On today's episode of “which episode of Black Mirror are we living in today,” Brooklyn-based news outlet, Vice Media has found itself in hot water after publishing a series of altered images depicting victims of the Cambodian Genocide donning big, photoshopped grins before their deaths as a part of a recent interview. The article, which first hit the outlet's site on Friday, centered around photo restorer, Matt Loughrey, who recently colorized and smile-ized several pictures of some of the genocide's victims before they were tortured and killed under the Khmer Rouge regime. The individuals photographed represent only a handful of the approximately 1.7 million Cambodians put to death between 1975 and 1979, the New York Times reported.
Instead of merely colorizing the photos, taken at the infamous Tuol Sleng Prison where roughly 14,000 Cambodians were killed, Loughrey apparently thought it'd be a great idea to take his retouching a step further, superimposing big smiles on the victims' faces, in an attempt to "humanize the tragedy.”
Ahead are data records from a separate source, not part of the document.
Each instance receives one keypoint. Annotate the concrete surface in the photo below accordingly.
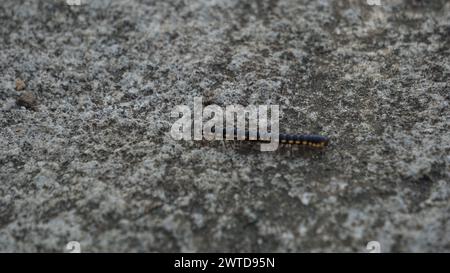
(86, 94)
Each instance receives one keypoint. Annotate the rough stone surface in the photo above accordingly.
(95, 162)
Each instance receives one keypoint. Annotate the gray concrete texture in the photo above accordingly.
(86, 155)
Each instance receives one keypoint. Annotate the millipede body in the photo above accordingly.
(316, 141)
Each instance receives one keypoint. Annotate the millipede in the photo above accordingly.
(315, 141)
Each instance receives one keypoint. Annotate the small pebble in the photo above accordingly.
(27, 100)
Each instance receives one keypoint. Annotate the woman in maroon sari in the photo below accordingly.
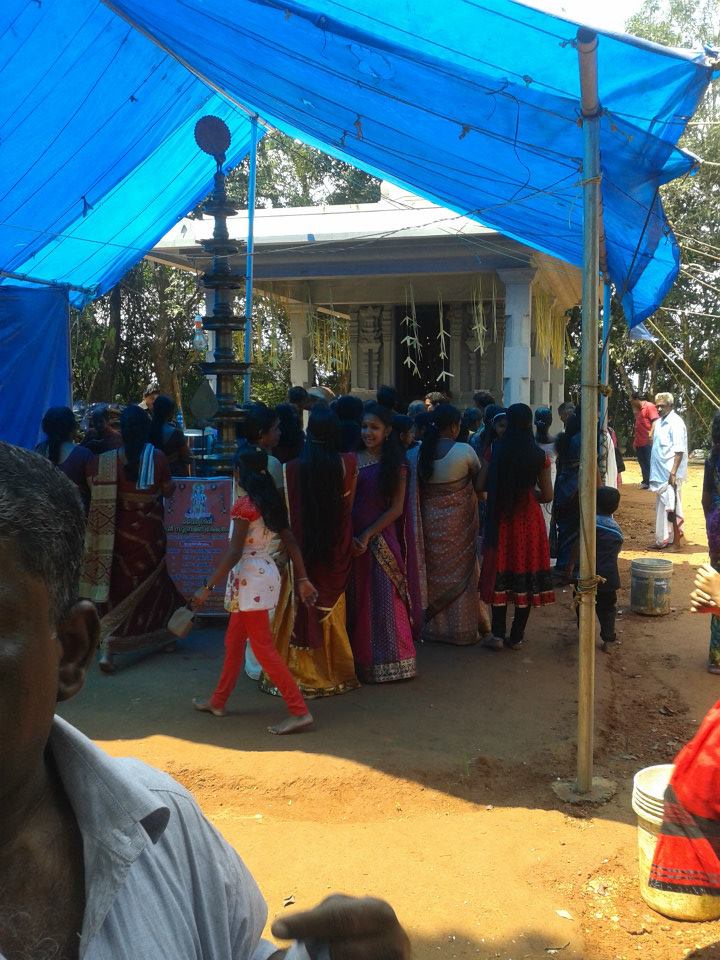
(383, 606)
(125, 571)
(320, 490)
However the artist's shot at fostering an empathetic audience quickly and spectacularly backfired among some Cambodians -- shortly after the article's publication, the nation's Ministry of Culture and Fine Arts called for the images to be taken down, saying they have the potential to “to seriously affect the dignity of the victims” with survivors decrying the retouched photos.
“How can you change hell to happiness?” said Youk Chhang, a survivor of the genocide and the director of Cambodia's Documentation Center per The Guardian. “It was a grave injustice to the victims to alter such a piece of history, which is still a living history.”
Theary Seng, another survivor who penned a book about her experiences seemingly echoed these sentiments, noting how the superimposed smiles, too, are “inexplicable” and “mock their suffering.” “The colors do not add humanity to these faces,” she said, per the New York Times. “Their humanity is already captured and expressed in their haunting eyes, listless resignation, defiant looks.”
In light of this blowback, Vice has since removed the article and issued an apology on their site. “On Friday April 9th, VICE Asia published an interview with Matt Loughrey, an artist working to restore and colorize images from Security Prison 21 in Phnom Penh, Cambodia, which was used by the Khmer Rouge regime from 1975 until its fall in 1979," the statement read. “The article included photographs of Khmer Rouge victims that Loughrey manipulated beyond colorization. The story did not meet the editorial standards of VICE and has been removed. We regret the error and will investigate how this failure of the editorial process occurred.”
So folks, remember, when teaching about atrocities of the past, maybe refrain from retroactively demanding victims ‘say cheese.' Dystopia – it's here!